Auch die Einrichtung eines Satelitenbahnhofs an der Siedlung Tann lehnt der IVDA unter diesen Gesichtspunkten strikt ab. Opitz: „Der Darmstädter Hauptbahnhof ist für Darmstadt und das Umland der zentrale Verknüpfungspunkt des lokalen und regionalen Nahverkehrs und würde dies auch bei Einrichtung eines Satelitenbahnhofs bleiben.
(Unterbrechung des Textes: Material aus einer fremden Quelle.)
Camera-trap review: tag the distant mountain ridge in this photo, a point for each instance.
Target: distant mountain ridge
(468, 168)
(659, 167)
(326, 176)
Damit wäre der weit überwiegende Teil der Fahrgäste auf einen umständlichen Transfer zwischen den beiden Bahnhöfen angewiesen, der nicht nur von der Stadt Darmstadt zu finanzieren wäre, sondern inklusive Zugangszeiten, Wartezeiten, Transferzeiten und Abgangszeiten auch in etwa so lang dauern würde, wie die Fahrt mit der Regionalbahn nach Frankfurt. Damit wäre ist ein Satellitenbahnhof, an dem pro Stunde zwei Züge je Richtung halten, ebenfalls uninteressant für die Region.“

Für den IVDA verbleiben daher nur zwei Varianten, die tatsächlich einen Mehrwert für Darmstadt erzeugen. „Fachlich sinnvoll ist nur die Vollanbindung des Darmstädter Hauptbahnhofs oder die Vorbeifahrt ohne Halt in Darmstadt allerdings unter der Bedingung, dass die Nahverkehrsanbindung insbesondere nach Mannheim drastisch verbessert wird.“ so der IVDA-Vorsitzende. Nur unter der Maßgabe der Vollanbindung des Darmstädter Hauptbahnhofs, die zudem nur geringfügig teurer als die Vorbeifahrt sei, könnten die damit unweigerlich verbundenen, negativen Effekte für die Stadt akzeptiert werden. Opitz: „Ausschließlich mit der Vollanbindung des Darmstädter Hauptbahnhofs, die allen Fernverkehrsbetreibern ohne Einschränkungen die Durchfahrt oder den Halt ermöglicht, ist eine verkehrlich tatsächlich positive Wirkung durch einen Fernverkehrshalt in Darmstadt zu erreichen. Die einzige Alternative hierzu ist die drastische Verbesserung der Erreichbarkeit insbesondere von Mannheim, aber auch von Aschaffenburg, Mainz und Wiesbaden als indirekter Anschluss an das Fernverkehrsnetz.“

Hier sieht der IVDA nicht nur den Darmstädter OB in der Pflicht, die Konsenstrasse zu beerdigen und zu einer tatsächlichen regionalen Einigkeit auf Augenhöhe aller Beteiligten zurückzukehren, sondern auch den Bund. „Die Ertüchtigung des Nahverkehrs scheitert als Alternative zum Bau des Bypasses für die Bahn als Bauherrin an den unterschiedlichen Finanzierungsmethoden des Bundes. Während der Bund einen Neubau vollständig finanziert, muss die Bahn bei einem Um- und Ausbau einen Teil der Kosten selber tragen.“ erläutert die IVDA-Vorsitzende. „Dies ist Geld, das die Bahn teilweise schlicht nicht hat bzw. das Herr Mehdorn lieber als Gewinn ausweist, um die Börsenfähigkeit seines Unternehmens vorzugaukeln. Der Bund als Geldgeber ist hier gefordert, dieses System vom Fehlanreizen abzustellen.“ so Opitz abschließend.